While the Ghana Shippers Authority (GSA) insists shippers must not pay beyond the maximum charges agreed to by the authority and the agents, the Ghana Institute of Freight Forwarders (GIFF), which is the umbrella body of freight forwarders, say individual shippers and agents should be given the freedom to negotiate how much should be paid for each service rendered.

The GIFF has subsequently described the Shippers’ Authority’s latest publication of the maximum amounts shippers must pay for specific category of services as a sign of “showmanship” that will not change anything in the industry.

“How can advertising the charges prevent an agent from charging higher? As far as we are concerned shippers will always bargain with agents on charges,” the President of the freight forwarders, Mr Carlos Ahenkora, told the GRAPHIC BUSINESS on October 9.

“Besides, this is a free market and we think shippers should be given that right to negotiate with their individual agents,” he added.

The Shippers Authority last year secured a legislative instrument, the GSA Regulation 2012, (LI 21900), which makes it possible for the authority to negotiate with the umbrella bodies of the clearing agents and freight forwarders on the charges that should be levied for each category of service rendered.

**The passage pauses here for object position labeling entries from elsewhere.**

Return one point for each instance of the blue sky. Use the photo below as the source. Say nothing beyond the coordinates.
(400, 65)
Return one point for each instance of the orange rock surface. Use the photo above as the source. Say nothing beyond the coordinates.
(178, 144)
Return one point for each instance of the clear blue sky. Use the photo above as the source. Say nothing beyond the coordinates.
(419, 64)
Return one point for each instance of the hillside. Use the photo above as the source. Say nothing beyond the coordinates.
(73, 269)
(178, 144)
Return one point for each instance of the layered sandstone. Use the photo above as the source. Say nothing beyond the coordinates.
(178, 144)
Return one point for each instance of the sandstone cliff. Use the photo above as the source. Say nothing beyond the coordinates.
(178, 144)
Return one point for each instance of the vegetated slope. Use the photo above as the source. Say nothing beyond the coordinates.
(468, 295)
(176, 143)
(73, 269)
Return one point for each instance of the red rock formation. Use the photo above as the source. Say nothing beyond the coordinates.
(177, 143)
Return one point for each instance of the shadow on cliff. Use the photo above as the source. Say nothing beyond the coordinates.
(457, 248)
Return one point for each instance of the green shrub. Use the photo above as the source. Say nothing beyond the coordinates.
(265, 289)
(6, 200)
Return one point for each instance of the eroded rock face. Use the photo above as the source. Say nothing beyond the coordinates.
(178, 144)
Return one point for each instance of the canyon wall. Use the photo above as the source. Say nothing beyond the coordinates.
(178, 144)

The authority, acting under that regulation, concluded the said negotiations early this year and subsequently published the agreed rates. The Chief Executive Officer of the GSA, Dr Kofi Mbiah, explained in an interview that the said publication was to help serve as a guide to shippers on the maximum amounts they should pay.

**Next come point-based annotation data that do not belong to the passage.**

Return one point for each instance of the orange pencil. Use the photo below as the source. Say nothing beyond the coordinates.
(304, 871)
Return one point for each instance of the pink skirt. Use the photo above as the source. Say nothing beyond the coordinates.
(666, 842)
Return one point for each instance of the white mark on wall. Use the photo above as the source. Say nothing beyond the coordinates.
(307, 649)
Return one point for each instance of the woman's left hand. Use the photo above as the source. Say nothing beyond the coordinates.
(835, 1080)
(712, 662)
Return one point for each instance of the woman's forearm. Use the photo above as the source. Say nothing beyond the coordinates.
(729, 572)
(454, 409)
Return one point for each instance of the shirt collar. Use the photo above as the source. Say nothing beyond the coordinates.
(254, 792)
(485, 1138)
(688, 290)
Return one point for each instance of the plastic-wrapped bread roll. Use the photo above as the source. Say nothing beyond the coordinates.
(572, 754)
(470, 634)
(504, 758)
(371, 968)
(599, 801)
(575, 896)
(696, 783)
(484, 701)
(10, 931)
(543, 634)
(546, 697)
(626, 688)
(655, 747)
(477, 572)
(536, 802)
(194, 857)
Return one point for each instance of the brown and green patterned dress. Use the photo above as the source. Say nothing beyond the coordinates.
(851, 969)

“The negotiations made it quite clear that there are maximums to be charged and that is what we are telling shippers,” he said. While admitting that individual negotiations between shippers and agents sometimes lead to lower charges, Dr Mbiah said such low fees were mostly enjoyed by big shippers that had the clout to influence the decisions arrived at.

“But there are many more shippers that don’t have that clout and the possibility is that they will always be charged higher than is normal.” “That is what we are concern about,” Dr Mbiah added.

The LI 21900 forces agents and freight forwarders that charge higher than agreed to refund the excesses and Dr Mbiah said his outfit would liaise with the individual shippers to ensure that the LI was followed to the letter. He, however, called on the shipping community to be conversant with the various approved rates so as not to be overcharged.